This was the first year I lived on campus and it was nothing like I had expected. I completed my two-year degree in one year at my local community college, FingerLakes Community College (Go Lakers!) commuting the five minutes from home. A couple times I had gone over to the suites to bake cakes for CAB or to walk with someone while they grabbed their phone chargers or switch notebooks and boy their suites seemed wicked cool. There were four rooms, two bathrooms, one (maybe two) hall closets, a small kitchen and a living room. Coming from high school and living at home I thought it was the neatest thing I had ever seen. Four girls got their own apartments and could do whatever they wanted WITH THEIR OWN KITCHENS!!!
During my time at FLCC I also had a friend who lived in an apartment about fifteen minutes away with two of her friends. We hung out there once a week and that's when I started thinking about living together with my best friends by ourselves. At this point, I wasn't aware I was going to be finished within the year and it was just daydreams.
And then came my time to live away from home. I transferred into Nazareth College with junior status and into my first single. I share a bathroom with a total sweetheart that attaches our rooms in a lonely hallway with four rooms (including ours). I packed all my things in the car (with lots of help from my mom) and we were off. Several current students of Nazareth College were ready to help us unload and move everything into my room. Lo and behold, my room was not on any of the posted floor plans. What? Luckily there was a student who knew the building pretty well and brought us to a secluded hallway right across the kitchen. The hallway consists of all singles (for non-freshman) each with its own bathroom.
I have several siblings and two dogs at home so I'm used to a fair amount of commotion. However, there was no commotion at all in my hallway. It's isolated from the rest of the building and very few people know of its existence. I was going crazy. Sure I had a fun and decorated room, but there were no people. Not at all what I expected for dorm living.
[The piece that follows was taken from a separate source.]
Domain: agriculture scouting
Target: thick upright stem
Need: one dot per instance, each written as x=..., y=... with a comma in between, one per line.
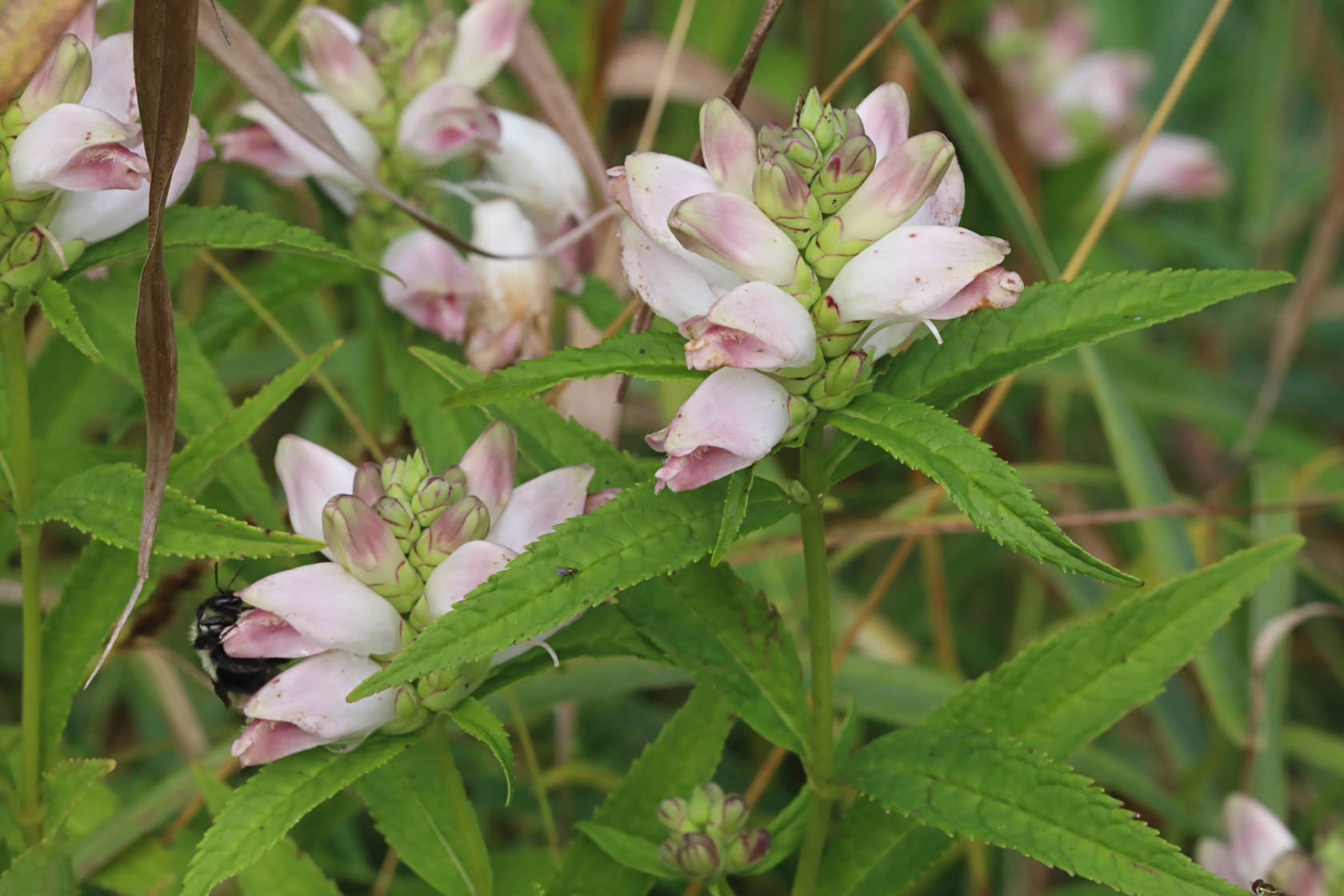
x=21, y=466
x=814, y=477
Despite the absolute silence of the hall, I did my best to lighten it up with music, movies and flute practicing. I was somewhat successful but still missed human interaction and started to go out of my mind. That first semester was difficult. Then I realized what a blessing it was to have a quiet area to sleep, study and live in because those are rare to find on a college campus.
I'm leaving my room for good later this week to go home for summer break and as I am slowly sending my items home, I am realizing just how much I'm going to miss my exceedingly warm hallway (in which I often refer to as a sauna), my sweet sweet hallmates (a swimmer who I draw Pokémon on his whiteboard, my suitemate that has had several serious health complications, and the various hallmates who rotated in and out of the fourth room), and a place where I can call all mine.
Goodbye Kearney 175. It's been real.